Giovedì 14 Gennaio 2021 di Benedetta Lombo
Il Tribunale di Macerata dove si tiene il processo

PORTO RECANATI - Prendevano scarpe e capi di abbigliamento anonimi, ci applicavano su le etichette false di marchi di alta moda e poi li vendevano. Ognuno aveva un compito, ognuno forniva il proprio contributo affinché la macchina del falso non si inceppasse, ma alla fine in 20, un campano che vive a Recanati, Raffaele Sarnataro, e 19 senegalesi ieri si sono ritrovati davanti al giudice dell’udienza preliminare del Tribunale di Macerata accusati a vario titolo di ricettazione e contraffazione aggravata.

 

 

Di questi, quattro extracomunitari sono irreperibili e il gup Domenico Potetti ha stralciato le loro posizioni rinviando al 26 gennaio del prossimo anno, mentre per gli altri 16 imputati l’udienza è stata rinviata al prossimo 17 marzo.

L’indagine – coordinata dal sostituto procuratore Rosanna Buccini – ha ricostruito una filiera del falso che tra il 2018 e il 2019 ha immesso sul mercato numerosissimi capi contraffatti, indumenti, scarpe e accessori dozzinali che per chi li comprava diventavano appetibili per via dei marchi riportati: Woolrich, Colmar, Gucci, Louis Vuitton, Burberry, ma anche Ralph Lauren, Moschino, Prada, Saucony, Dolce & Gabbana, Hermes, Hogan e Tod’s. La lista in realtà è ancora più lunga perché di marchi contraffatti gli inquirenti ne hanno individuati ben 36. In quattordici pagine di capi d’imputazione e 31 contestazioni totali, la procura ha cristallizzato le accuse per ciascun imputato, a partire dall’unico italiano coinvolto: Sarnataro che, in concorso con due senegalesi, avrebbe provveduto all’acquisto di capi di abbigliamento anonimi e commissionato l’apposizione di etichette false. Etichette e bottoni falsi venivano reperiti per essere cuciti sulla merce che poi veniva rivenduta in particolare nelle località della costa marchigiana. 

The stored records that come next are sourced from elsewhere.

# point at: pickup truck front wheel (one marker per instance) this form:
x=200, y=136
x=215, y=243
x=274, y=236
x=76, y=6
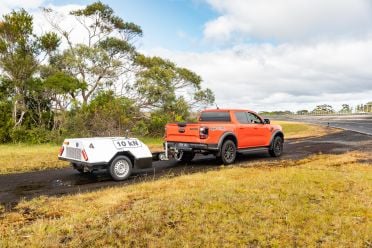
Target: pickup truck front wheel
x=120, y=168
x=228, y=152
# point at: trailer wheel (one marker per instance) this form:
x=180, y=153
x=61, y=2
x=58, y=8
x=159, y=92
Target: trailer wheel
x=276, y=148
x=79, y=169
x=120, y=168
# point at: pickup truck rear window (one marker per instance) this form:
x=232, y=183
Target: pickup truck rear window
x=215, y=116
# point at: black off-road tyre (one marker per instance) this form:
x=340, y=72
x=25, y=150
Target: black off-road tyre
x=276, y=147
x=79, y=169
x=228, y=152
x=120, y=168
x=187, y=157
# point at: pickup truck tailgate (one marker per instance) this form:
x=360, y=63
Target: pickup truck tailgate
x=183, y=132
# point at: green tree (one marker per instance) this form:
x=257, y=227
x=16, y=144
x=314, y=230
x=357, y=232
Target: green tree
x=161, y=84
x=107, y=54
x=323, y=109
x=20, y=52
x=346, y=109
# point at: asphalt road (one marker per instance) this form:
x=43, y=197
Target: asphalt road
x=357, y=123
x=15, y=187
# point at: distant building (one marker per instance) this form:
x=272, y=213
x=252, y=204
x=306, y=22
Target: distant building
x=368, y=107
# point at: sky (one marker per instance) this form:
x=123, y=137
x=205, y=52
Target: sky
x=256, y=54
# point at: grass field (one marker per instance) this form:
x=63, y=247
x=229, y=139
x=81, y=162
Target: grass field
x=23, y=157
x=321, y=201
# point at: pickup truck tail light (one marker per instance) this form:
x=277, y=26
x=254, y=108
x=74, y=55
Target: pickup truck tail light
x=85, y=156
x=61, y=150
x=203, y=132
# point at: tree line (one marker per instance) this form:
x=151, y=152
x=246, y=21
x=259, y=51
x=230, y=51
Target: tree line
x=52, y=86
x=322, y=109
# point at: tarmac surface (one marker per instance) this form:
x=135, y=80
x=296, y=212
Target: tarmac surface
x=58, y=182
x=357, y=123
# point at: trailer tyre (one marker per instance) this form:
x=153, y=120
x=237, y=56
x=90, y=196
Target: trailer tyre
x=120, y=168
x=276, y=148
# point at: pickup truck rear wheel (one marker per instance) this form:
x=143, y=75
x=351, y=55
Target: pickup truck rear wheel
x=120, y=168
x=228, y=152
x=276, y=148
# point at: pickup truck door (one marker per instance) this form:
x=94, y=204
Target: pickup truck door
x=262, y=132
x=246, y=131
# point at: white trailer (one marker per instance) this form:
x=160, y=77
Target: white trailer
x=119, y=155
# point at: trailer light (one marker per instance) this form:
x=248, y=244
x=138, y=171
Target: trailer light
x=85, y=156
x=203, y=132
x=61, y=150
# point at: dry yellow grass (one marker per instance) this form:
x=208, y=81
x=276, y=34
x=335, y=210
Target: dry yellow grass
x=321, y=201
x=23, y=157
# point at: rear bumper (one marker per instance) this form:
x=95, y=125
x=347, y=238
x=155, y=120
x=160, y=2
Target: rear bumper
x=183, y=146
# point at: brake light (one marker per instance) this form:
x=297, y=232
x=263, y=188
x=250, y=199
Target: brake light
x=61, y=150
x=203, y=132
x=85, y=156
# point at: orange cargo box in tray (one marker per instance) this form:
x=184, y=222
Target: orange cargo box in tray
x=224, y=133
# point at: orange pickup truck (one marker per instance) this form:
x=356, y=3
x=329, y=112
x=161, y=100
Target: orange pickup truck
x=224, y=133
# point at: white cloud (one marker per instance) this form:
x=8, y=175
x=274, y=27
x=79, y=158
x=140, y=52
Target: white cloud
x=286, y=76
x=288, y=20
x=7, y=5
x=65, y=21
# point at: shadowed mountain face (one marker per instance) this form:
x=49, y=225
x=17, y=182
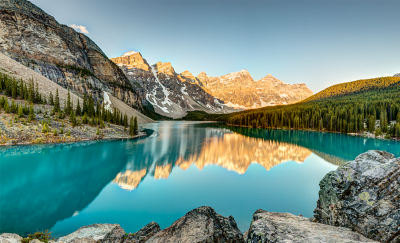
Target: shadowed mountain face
x=173, y=94
x=58, y=52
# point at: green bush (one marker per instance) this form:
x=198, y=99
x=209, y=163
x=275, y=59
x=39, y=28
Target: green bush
x=40, y=235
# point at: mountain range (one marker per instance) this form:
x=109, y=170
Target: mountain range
x=71, y=59
x=173, y=94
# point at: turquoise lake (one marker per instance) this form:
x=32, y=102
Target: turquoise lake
x=178, y=167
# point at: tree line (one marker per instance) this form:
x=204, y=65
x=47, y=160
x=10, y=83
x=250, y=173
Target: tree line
x=89, y=112
x=352, y=111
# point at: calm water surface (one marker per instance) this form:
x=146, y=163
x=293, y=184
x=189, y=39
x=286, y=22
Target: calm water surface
x=180, y=166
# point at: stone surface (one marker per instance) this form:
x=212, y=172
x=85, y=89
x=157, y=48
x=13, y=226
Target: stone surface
x=35, y=241
x=286, y=227
x=200, y=225
x=240, y=90
x=94, y=231
x=363, y=195
x=143, y=234
x=171, y=94
x=10, y=238
x=58, y=52
x=116, y=235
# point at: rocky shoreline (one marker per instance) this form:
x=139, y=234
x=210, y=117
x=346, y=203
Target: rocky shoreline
x=358, y=202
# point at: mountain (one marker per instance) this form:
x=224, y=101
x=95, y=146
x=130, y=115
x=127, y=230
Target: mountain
x=239, y=90
x=171, y=94
x=68, y=58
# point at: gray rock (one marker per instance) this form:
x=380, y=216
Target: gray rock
x=35, y=241
x=286, y=227
x=143, y=234
x=200, y=225
x=94, y=231
x=116, y=235
x=10, y=238
x=363, y=195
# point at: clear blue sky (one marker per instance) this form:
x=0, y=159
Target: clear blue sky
x=319, y=43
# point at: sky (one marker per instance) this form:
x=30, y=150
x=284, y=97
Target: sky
x=316, y=42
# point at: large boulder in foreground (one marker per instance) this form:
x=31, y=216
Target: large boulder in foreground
x=143, y=234
x=363, y=195
x=286, y=227
x=200, y=225
x=87, y=233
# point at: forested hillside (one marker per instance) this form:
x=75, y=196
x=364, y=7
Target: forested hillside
x=354, y=87
x=347, y=108
x=340, y=108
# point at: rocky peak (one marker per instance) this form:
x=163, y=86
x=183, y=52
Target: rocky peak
x=187, y=74
x=164, y=67
x=133, y=60
x=271, y=79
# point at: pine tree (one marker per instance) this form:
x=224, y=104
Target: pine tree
x=32, y=115
x=78, y=109
x=131, y=127
x=20, y=112
x=51, y=99
x=68, y=106
x=57, y=102
x=135, y=126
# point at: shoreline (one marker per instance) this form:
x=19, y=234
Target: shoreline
x=365, y=135
x=77, y=141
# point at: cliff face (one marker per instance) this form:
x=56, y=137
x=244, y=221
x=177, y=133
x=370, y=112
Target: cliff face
x=71, y=59
x=239, y=90
x=170, y=93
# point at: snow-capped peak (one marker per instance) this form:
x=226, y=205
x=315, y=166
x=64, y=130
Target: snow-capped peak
x=129, y=53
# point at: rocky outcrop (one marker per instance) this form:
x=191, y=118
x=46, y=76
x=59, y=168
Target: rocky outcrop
x=171, y=94
x=240, y=90
x=10, y=238
x=143, y=234
x=58, y=52
x=286, y=227
x=200, y=225
x=94, y=231
x=363, y=195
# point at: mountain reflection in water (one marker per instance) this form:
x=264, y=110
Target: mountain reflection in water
x=64, y=187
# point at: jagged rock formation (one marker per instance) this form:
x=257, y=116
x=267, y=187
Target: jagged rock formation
x=15, y=69
x=200, y=225
x=58, y=52
x=171, y=94
x=94, y=231
x=144, y=233
x=239, y=90
x=286, y=227
x=363, y=195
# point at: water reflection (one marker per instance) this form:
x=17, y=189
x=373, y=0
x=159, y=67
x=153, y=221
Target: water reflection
x=41, y=185
x=46, y=184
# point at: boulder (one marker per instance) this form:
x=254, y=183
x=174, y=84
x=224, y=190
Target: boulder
x=286, y=227
x=143, y=234
x=200, y=225
x=94, y=231
x=10, y=238
x=363, y=195
x=116, y=235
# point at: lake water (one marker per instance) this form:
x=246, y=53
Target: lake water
x=180, y=166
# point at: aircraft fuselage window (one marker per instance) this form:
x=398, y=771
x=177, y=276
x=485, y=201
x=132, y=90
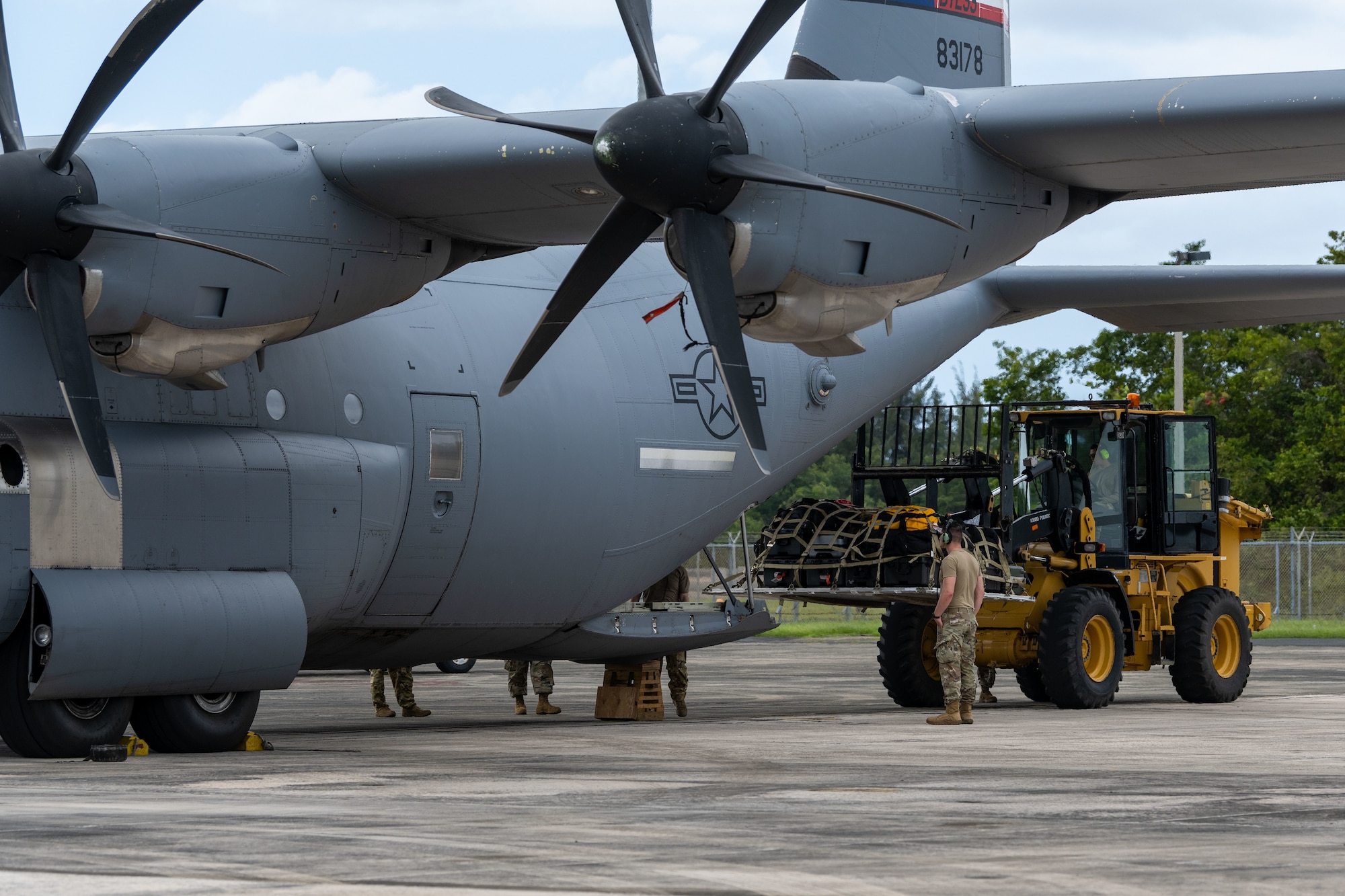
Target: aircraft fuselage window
x=446, y=454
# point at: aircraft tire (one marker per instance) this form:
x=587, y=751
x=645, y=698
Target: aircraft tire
x=1031, y=685
x=52, y=728
x=196, y=723
x=907, y=663
x=1082, y=649
x=1214, y=646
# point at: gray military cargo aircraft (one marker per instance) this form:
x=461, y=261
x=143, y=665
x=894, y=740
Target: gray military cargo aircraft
x=263, y=408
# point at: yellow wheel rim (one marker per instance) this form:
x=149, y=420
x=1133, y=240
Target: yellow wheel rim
x=1226, y=646
x=1098, y=649
x=927, y=642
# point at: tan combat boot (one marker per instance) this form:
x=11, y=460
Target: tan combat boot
x=950, y=716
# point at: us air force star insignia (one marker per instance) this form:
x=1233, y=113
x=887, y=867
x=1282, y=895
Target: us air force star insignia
x=704, y=389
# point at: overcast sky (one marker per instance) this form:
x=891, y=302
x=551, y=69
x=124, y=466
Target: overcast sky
x=276, y=61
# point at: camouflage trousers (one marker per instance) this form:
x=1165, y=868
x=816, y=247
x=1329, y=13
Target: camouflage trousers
x=544, y=682
x=677, y=674
x=401, y=677
x=957, y=654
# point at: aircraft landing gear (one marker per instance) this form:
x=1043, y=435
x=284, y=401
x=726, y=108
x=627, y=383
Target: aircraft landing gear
x=196, y=723
x=52, y=728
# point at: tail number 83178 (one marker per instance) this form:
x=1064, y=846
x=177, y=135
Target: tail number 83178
x=960, y=56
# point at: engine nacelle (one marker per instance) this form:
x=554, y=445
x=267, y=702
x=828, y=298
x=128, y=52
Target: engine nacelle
x=814, y=268
x=169, y=310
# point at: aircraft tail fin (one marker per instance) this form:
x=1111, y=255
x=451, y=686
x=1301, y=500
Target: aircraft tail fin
x=944, y=44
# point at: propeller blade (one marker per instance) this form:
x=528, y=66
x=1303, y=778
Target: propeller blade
x=110, y=218
x=750, y=167
x=10, y=271
x=11, y=132
x=618, y=237
x=705, y=252
x=59, y=298
x=450, y=101
x=640, y=29
x=770, y=19
x=132, y=50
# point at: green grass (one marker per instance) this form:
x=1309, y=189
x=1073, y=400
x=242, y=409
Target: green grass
x=870, y=628
x=827, y=628
x=1304, y=628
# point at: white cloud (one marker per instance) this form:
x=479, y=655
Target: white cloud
x=349, y=95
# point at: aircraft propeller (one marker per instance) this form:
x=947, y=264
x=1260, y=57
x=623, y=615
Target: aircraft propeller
x=683, y=159
x=50, y=213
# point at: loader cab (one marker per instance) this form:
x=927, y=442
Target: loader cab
x=1152, y=478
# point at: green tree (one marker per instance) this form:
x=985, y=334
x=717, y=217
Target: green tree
x=1027, y=376
x=1335, y=249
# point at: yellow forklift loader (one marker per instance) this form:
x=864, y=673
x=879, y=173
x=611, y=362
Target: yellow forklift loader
x=1112, y=545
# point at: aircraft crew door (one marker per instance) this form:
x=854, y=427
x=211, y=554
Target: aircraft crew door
x=439, y=517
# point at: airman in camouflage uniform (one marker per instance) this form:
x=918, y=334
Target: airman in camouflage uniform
x=401, y=677
x=544, y=682
x=675, y=587
x=962, y=589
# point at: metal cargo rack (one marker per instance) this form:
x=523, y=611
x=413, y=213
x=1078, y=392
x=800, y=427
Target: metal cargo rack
x=934, y=446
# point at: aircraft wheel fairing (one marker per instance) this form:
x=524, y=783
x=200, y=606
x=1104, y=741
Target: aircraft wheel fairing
x=52, y=728
x=196, y=723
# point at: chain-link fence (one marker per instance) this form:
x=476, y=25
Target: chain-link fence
x=1301, y=573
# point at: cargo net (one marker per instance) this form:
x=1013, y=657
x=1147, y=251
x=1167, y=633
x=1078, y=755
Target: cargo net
x=814, y=545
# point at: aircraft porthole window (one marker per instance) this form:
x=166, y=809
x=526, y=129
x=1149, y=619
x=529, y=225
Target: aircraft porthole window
x=354, y=409
x=446, y=454
x=275, y=404
x=11, y=466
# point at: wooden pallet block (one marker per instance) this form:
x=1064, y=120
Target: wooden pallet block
x=633, y=693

Tra gli acquirenti c’è stato anche chi ha acquistato un Woolrich contraffatto pagandolo 140 euro, e così chi voleva poteva trovare cinture, borse, scarpe, polo, camice, pantaloni, giacconi e giubbotti, maglie, occhiali e borse che di griffato avevano solo il nome scritto sull’etichetta. I fatti contestati sarebbero avvenuti dunque tra il 2018 e il 2019 a Porto Recanati, Civitanova, ma anche a Passo di Treia e in altri comuni della provincia maceratese.

Ieri l’udienza preliminare davanti al gup Domenico Potetti e al pubblico ministero Vincenzo Carusi. Gli imputati sono difesi, tra gli altri, dagli avvocati Alessandro Marcolini, Emanuele Senesi, Alessandro Brandoni, Paolo Marchionni, Maria Cristina Ottavianoni e Marco Romagnoli.